Bringing William Engelen and Jorinde Voigt together in one exhibition is something
that is obvious yet also surprising. Although their works seem to have something
in common at first glance, their artistic approach in fact differs in many aspects.
However, the common aspect is one of the processes focused on by the exhibition, Drawing
a Universe: the transition from one level to another. Transformations of work phases,
materials, media, images and sounds, the senses and imagination. Engelen is a fine artist
and a composer. His interdisciplinary work oscillates between music score, performance,
show, sculpture and installation. Voigt works with the media of drawing, collage and installation.
Both artists use notations and diagrams as a representational means, although
in different ways. Since the end of the 20th century, there has been a ‘boom’ in methods that
enable artists to make the networked present perceivable in all its complexity and wealth
of information. Charts, models, designs, notes, design drawings, cartography, algorithms
and graphic music scores have become new fields of research within an autonomous genre
entitled diagrammatics. According to Astrit Schmidt-Burkhardt, “behind the increased interest
in diagrammatic, realistic pictures there has always been a subconscious need for
structure in the form of factual visibility. In view of the huge amounts of data [...] a diagram
suggests ‘this sudden overview’, which has increasingly been questioned due to the accelerating
changes in the world of data.”1 One could suppose that notations and diagrams are
based simply on calculation and pure objectivity. However, new artistic fields of research
can be accessed once they are freed of this pretence. “Notation contains the certainty of
an objective, visual, mathematic specification and at the same time the uncertainty of an
intellectual reprogramming, the recreation of something else that is mobile, adjustable, unexpected”2,
according to Michel Frizot. John Rajchman emphasises that the art of notation
does not only lie in simply making the invisible, visible but much more in making what was
previously inconceivable, conceivable. “It is only then that notation becomes artistic, philosophical.
No longer satisfied with content that simply records the codes of a medium or the
rules of a language, notation is used to outline new categories of thought, to explore and
disclose them.”3 Engelen and Voigt do precisely this: they have discovered individual forms
of notations and diagrams, which incorporate their perception, emotion and experience.
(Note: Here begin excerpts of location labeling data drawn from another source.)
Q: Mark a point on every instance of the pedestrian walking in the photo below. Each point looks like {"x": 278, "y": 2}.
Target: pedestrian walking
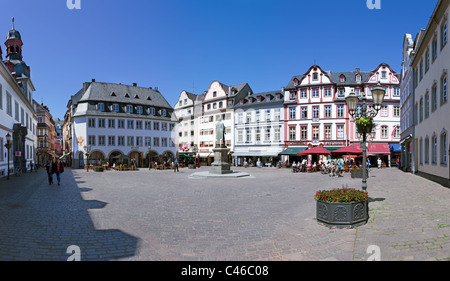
{"x": 49, "y": 168}
{"x": 175, "y": 166}
{"x": 58, "y": 169}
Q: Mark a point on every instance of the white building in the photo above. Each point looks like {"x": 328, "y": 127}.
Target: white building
{"x": 218, "y": 102}
{"x": 259, "y": 128}
{"x": 17, "y": 113}
{"x": 116, "y": 119}
{"x": 431, "y": 66}
{"x": 187, "y": 110}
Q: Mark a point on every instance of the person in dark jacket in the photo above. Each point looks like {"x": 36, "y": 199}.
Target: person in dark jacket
{"x": 49, "y": 168}
{"x": 58, "y": 169}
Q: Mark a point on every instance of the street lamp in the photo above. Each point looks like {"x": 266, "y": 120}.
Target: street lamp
{"x": 8, "y": 146}
{"x": 364, "y": 114}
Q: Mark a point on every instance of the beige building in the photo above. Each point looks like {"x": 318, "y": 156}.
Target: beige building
{"x": 431, "y": 65}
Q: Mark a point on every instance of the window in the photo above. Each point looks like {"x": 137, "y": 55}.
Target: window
{"x": 101, "y": 141}
{"x": 396, "y": 110}
{"x": 292, "y": 133}
{"x": 129, "y": 109}
{"x": 444, "y": 34}
{"x": 304, "y": 133}
{"x": 340, "y": 111}
{"x": 102, "y": 123}
{"x": 277, "y": 134}
{"x": 444, "y": 89}
{"x": 121, "y": 141}
{"x": 434, "y": 98}
{"x": 303, "y": 94}
{"x": 304, "y": 112}
{"x": 315, "y": 93}
{"x": 292, "y": 113}
{"x": 434, "y": 149}
{"x": 434, "y": 49}
{"x": 328, "y": 111}
{"x": 384, "y": 132}
{"x": 111, "y": 140}
{"x": 130, "y": 141}
{"x": 130, "y": 124}
{"x": 315, "y": 112}
{"x": 340, "y": 132}
{"x": 139, "y": 125}
{"x": 111, "y": 123}
{"x": 121, "y": 124}
{"x": 315, "y": 133}
{"x": 91, "y": 140}
{"x": 327, "y": 132}
{"x": 139, "y": 141}
{"x": 421, "y": 110}
{"x": 444, "y": 148}
{"x": 91, "y": 123}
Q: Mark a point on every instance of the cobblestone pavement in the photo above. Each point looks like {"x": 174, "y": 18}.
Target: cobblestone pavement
{"x": 162, "y": 215}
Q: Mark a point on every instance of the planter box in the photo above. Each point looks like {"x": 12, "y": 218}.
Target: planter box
{"x": 342, "y": 215}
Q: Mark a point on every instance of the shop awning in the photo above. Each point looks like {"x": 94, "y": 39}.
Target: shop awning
{"x": 376, "y": 148}
{"x": 395, "y": 147}
{"x": 292, "y": 151}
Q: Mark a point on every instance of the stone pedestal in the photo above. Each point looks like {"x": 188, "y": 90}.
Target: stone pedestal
{"x": 220, "y": 166}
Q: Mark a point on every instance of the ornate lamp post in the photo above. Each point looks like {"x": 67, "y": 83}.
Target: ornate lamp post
{"x": 364, "y": 119}
{"x": 8, "y": 146}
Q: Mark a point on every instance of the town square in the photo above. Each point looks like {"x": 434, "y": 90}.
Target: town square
{"x": 211, "y": 131}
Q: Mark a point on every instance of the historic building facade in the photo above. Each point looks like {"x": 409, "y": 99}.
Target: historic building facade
{"x": 17, "y": 113}
{"x": 431, "y": 74}
{"x": 109, "y": 120}
{"x": 259, "y": 128}
{"x": 218, "y": 102}
{"x": 316, "y": 112}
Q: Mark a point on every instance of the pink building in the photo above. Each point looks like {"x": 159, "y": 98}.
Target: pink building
{"x": 316, "y": 112}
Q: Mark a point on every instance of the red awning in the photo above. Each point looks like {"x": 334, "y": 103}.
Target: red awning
{"x": 318, "y": 150}
{"x": 376, "y": 148}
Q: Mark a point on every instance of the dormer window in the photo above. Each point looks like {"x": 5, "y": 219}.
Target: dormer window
{"x": 101, "y": 107}
{"x": 315, "y": 76}
{"x": 129, "y": 109}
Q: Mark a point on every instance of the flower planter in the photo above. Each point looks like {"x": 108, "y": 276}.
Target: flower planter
{"x": 342, "y": 214}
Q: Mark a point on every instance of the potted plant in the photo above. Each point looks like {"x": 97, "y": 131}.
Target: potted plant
{"x": 342, "y": 208}
{"x": 365, "y": 125}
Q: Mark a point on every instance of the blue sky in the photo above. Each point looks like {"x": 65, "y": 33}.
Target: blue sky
{"x": 181, "y": 45}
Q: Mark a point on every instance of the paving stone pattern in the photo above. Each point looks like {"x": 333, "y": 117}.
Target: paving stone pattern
{"x": 165, "y": 216}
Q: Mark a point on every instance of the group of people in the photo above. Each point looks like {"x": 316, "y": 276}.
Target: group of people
{"x": 55, "y": 167}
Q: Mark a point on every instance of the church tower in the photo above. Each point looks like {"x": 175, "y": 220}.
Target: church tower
{"x": 14, "y": 59}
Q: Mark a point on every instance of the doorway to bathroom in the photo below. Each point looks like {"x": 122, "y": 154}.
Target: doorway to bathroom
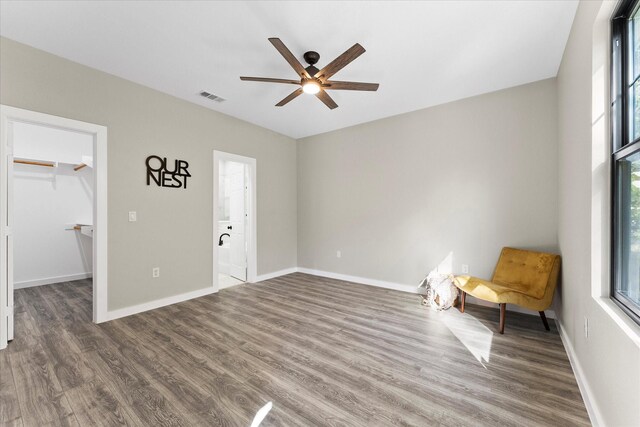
{"x": 234, "y": 224}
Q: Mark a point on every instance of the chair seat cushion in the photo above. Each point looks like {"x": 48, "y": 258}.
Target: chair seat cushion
{"x": 496, "y": 292}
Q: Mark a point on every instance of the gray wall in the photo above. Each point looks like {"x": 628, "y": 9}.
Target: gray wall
{"x": 174, "y": 228}
{"x": 608, "y": 358}
{"x": 397, "y": 195}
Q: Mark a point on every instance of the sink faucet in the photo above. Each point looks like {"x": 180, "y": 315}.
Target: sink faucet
{"x": 221, "y": 236}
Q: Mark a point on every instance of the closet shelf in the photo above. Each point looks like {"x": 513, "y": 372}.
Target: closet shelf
{"x": 86, "y": 161}
{"x": 35, "y": 162}
{"x": 85, "y": 229}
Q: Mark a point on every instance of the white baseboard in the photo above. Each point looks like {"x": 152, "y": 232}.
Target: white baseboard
{"x": 51, "y": 280}
{"x": 151, "y": 305}
{"x": 361, "y": 280}
{"x": 587, "y": 395}
{"x": 275, "y": 274}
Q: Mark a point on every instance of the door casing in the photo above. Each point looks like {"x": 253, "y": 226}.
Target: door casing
{"x": 8, "y": 116}
{"x": 251, "y": 209}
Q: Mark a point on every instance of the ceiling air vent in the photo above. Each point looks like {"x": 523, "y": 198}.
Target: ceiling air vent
{"x": 212, "y": 96}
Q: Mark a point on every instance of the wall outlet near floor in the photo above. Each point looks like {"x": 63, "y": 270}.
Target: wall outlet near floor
{"x": 586, "y": 327}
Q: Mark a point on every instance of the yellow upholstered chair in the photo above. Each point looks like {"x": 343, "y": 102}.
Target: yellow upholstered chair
{"x": 523, "y": 278}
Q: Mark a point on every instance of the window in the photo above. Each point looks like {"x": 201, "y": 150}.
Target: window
{"x": 625, "y": 157}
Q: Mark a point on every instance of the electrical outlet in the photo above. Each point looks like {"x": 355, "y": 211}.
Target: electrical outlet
{"x": 586, "y": 327}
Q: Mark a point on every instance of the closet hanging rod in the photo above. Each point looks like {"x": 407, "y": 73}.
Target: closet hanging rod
{"x": 34, "y": 163}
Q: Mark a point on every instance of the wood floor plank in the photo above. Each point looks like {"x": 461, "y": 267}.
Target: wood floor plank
{"x": 322, "y": 351}
{"x": 94, "y": 404}
{"x": 9, "y": 405}
{"x": 41, "y": 398}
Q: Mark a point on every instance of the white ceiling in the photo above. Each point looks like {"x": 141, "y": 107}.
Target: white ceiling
{"x": 421, "y": 53}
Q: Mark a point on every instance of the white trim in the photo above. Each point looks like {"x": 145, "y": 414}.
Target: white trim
{"x": 162, "y": 302}
{"x": 275, "y": 274}
{"x": 587, "y": 395}
{"x": 51, "y": 280}
{"x": 622, "y": 319}
{"x": 252, "y": 229}
{"x": 10, "y": 114}
{"x": 361, "y": 280}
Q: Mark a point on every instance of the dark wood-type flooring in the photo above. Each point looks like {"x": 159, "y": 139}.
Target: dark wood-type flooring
{"x": 324, "y": 352}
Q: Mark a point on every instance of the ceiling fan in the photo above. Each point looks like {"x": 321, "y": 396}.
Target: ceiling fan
{"x": 312, "y": 80}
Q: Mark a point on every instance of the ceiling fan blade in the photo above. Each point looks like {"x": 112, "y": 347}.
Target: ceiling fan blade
{"x": 328, "y": 101}
{"x": 331, "y": 85}
{"x": 269, "y": 80}
{"x": 291, "y": 96}
{"x": 340, "y": 62}
{"x": 286, "y": 53}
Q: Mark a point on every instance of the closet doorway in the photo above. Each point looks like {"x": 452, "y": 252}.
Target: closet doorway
{"x": 53, "y": 210}
{"x": 234, "y": 225}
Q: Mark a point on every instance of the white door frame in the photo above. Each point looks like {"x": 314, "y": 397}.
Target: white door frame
{"x": 252, "y": 228}
{"x": 9, "y": 115}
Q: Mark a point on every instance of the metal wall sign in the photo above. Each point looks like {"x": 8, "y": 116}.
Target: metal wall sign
{"x": 158, "y": 172}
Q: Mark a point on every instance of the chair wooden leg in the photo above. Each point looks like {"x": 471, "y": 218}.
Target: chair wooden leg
{"x": 503, "y": 309}
{"x": 544, "y": 320}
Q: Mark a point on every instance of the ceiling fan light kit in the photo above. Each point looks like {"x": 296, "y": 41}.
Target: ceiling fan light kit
{"x": 314, "y": 81}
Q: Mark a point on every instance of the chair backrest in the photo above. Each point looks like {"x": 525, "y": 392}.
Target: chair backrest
{"x": 527, "y": 271}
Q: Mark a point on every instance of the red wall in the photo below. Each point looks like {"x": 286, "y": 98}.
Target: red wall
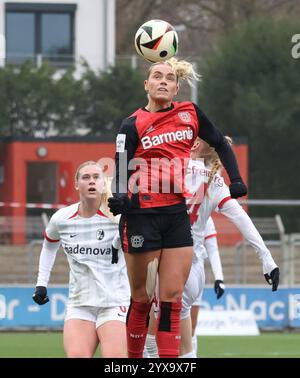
{"x": 70, "y": 155}
{"x": 16, "y": 155}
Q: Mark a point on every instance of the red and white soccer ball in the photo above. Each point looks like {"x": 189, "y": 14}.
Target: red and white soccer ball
{"x": 156, "y": 40}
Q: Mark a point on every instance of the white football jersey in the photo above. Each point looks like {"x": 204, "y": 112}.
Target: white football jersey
{"x": 203, "y": 200}
{"x": 87, "y": 242}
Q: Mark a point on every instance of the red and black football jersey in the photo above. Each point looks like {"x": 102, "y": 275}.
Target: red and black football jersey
{"x": 153, "y": 149}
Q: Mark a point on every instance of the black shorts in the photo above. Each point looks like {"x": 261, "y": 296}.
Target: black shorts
{"x": 149, "y": 232}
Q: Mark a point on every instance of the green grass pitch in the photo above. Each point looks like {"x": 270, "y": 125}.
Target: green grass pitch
{"x": 269, "y": 345}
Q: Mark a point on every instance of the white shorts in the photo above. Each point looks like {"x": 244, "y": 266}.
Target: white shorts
{"x": 192, "y": 292}
{"x": 193, "y": 289}
{"x": 97, "y": 315}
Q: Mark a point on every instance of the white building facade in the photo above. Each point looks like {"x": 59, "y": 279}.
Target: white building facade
{"x": 62, "y": 31}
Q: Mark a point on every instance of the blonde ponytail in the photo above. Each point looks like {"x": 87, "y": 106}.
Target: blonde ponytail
{"x": 184, "y": 70}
It
is this subjective aspect in particular that is emphasised in current studies on the theme of
diagrammatics. Susanne Leeb states: “Nevertheless, diagrams in art deal with relationships
and forms of classification. Hence the big question posed by many artists working with diagrams
is how does each individual stand in relation to the cosmos, the world, society and
other people – and is hence a question of subjectivity.